First of all, what does it mean for a value system to behave randomly/arbitrarily, and is it ever not arbitrary?

Again, I don't have a definitive answer, but we do have some intuitions about which values are more and less arbitrary. For example values about familiar situations that you learned as a child and values that have deep philosophical justifications (for example, valuing positive conscious experiences, if we ever solve the problem of consciousness and start to understand the valence of qualia) seem less arbitrary than values that are caused by cosmic rays that hit your brain in the past. Values that are the result of random extrapolations seem closer to the latter than the former.

Secondly, I question whether my value system really is like some kind of partial function that yields random outcomes outside the domain of definition. If you asked me for a (relative) value judgment about two situations that are completely alien to me, then I would imagine being indifferent about their ordering: not ordering them randomly.

Thinking this over, I guess what's happening here is that our values don't apply directly to physical reality, but instead to high level mental models. So if a situation is too alien, our model building breaks down completely and we can't evaluate the situation at all.

(This suggests that adversarial examples are likely also an issue for the modules that make up our model building machinery. For example, a lot of ineffective charities might essentially be adversarial examples against the part of our brain that evaluates how much our actions are helping others.)

Finally, even if a value system was to order two alien situations randomly, how can we say it’s wrong? Clearly it wouldn’t be wrong according to / compared with that value system, right? And how else are you going to judge whether something is right or wrong, better or worse?

We can use philosophical reasoning, for example to try to determine if there is a right way to extrapolate from the parts of our values that seem to make more sense or are less arbitrary, or to try to determine if "objective morality" exists and if so what it says about the alien situations.

and if they simply don’t care (and their aligned ASIs don’t either), then this seems like a classic case of AI that’s misaligned with your values.

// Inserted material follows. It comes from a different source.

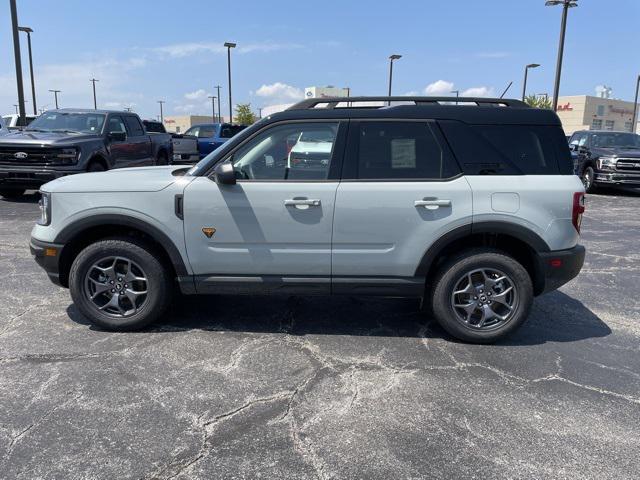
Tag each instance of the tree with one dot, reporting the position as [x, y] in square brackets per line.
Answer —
[244, 115]
[538, 102]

Not caring about value corruption is likely an error. If I can help ensure that their aligned AI helps them prevent or correct this error, I don't see why that's not a win-win.

Regarding 1, it either seems like 

a) There are true adversarial examples for human values, situations where our values misbehave and we have no way of ever identifying that, in which case we have no hope of solving this problem, because solving it would mean we are in fact able to identify the adversarial examples.

or 

b) Humans are actually immune to adversarial examples, in the sense that we can identify the situations in which our values (or rather, a subset of them) would misbehave (like being addicted to social medial), such that our true, complete values never do, and an AI that accurately models humans would also have such immunity.

Some instantiations of the first problem (How to prevent "aligned" AIs from unintentionally corrupting human values?) seem to me to be some of the easily imaginable ways to existential risk - e.g. almost all people spending lives in an addictive VR. I'm not sure if it is really neglected?

I'm already searching, but could anyone link to their favorite intro to "adversarial examples"?

Adversarial Attacks and Defences Competition, though it is fairly detailed so I wouldn't call it an intro.

[-]ZY-10

Really appreciate the post; wondering if you had any thoughts on these since the post was first published? Do think something like RLHF now is an effective enough way?

(Could I also get some advice on why the downvote?)